There are so many ‘John Doe’s in your customer database?...
...Or you can’t determine which product was purchased because the information of each product in your database looks exactly the same?
If you have problem differentiating entries in your sheet, you might be missing a component in your form design, that is, something each of your entry possesses yet is “unique” enough for the system to accurately distinguish them.
A unique value can be a serial number, or “identification” sequence consisting of letters and/ or numbers in each entry.
Since each sequence is one-of-a-kind, having a unique value field allows us and the system to detect a seemingly slight but distinctive feature of each entry. This unique feature holds your data together while at the same time allowing them to be identified at an individual level in data management and analysis. This identification method has been adopted in data management systems at large.
1. As a visual identification of an entry
With a quick look at the key value (Customer ID, for example), you'd be able to identify entries regardless of the overlapping information they carry.
E. g.

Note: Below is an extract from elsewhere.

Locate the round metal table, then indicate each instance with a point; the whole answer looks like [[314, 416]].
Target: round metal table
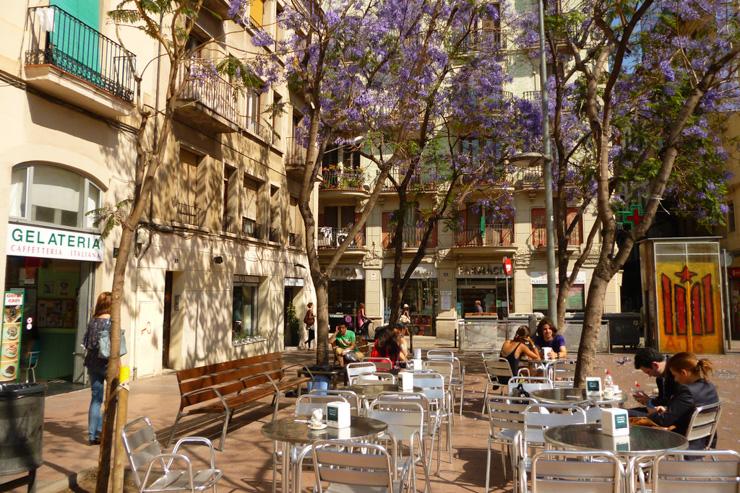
[[642, 440], [292, 432], [573, 396]]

Unique customer IDs for customers with the same name.
2. An identification property in file import.
For Ragic to map your information correctly to entries during file import, you will need to have a key field as entry identification, such as "Product Code" for products, or "Customer No."
3. An identification property in data linking
Ragic has several data linking tools, and key fields enable the system to correctly map data during linking.
In a link and load example, linking Customer ID field to Sales Order sheet enables the system to more accurately load the customer information in the target sheet (compared to linking Customer Name field).
(If you've already used a non-unique value field to link data with link and load tool, you can use this method to switch it into unique value field without deleting anything or reorganizing your table format).
Any field containing a unique value can be a key field, but the most common one is ID number field.
For example, in customer information entries, email address or ID number can be the key field; in company information entries, company code or VAT number can be the key field; in sales order entries, sales order numbers can be the key field, etc.
In addition, you may also set a "Unique" attribute to your key field to prevent users from duplicating entries.
If you don't find any field with a unique value in your sheet design, a quick way to add one is by creating an auto-generated field. This type of field will automatically generate sequential, unique numbers for each entry you add to the sheet.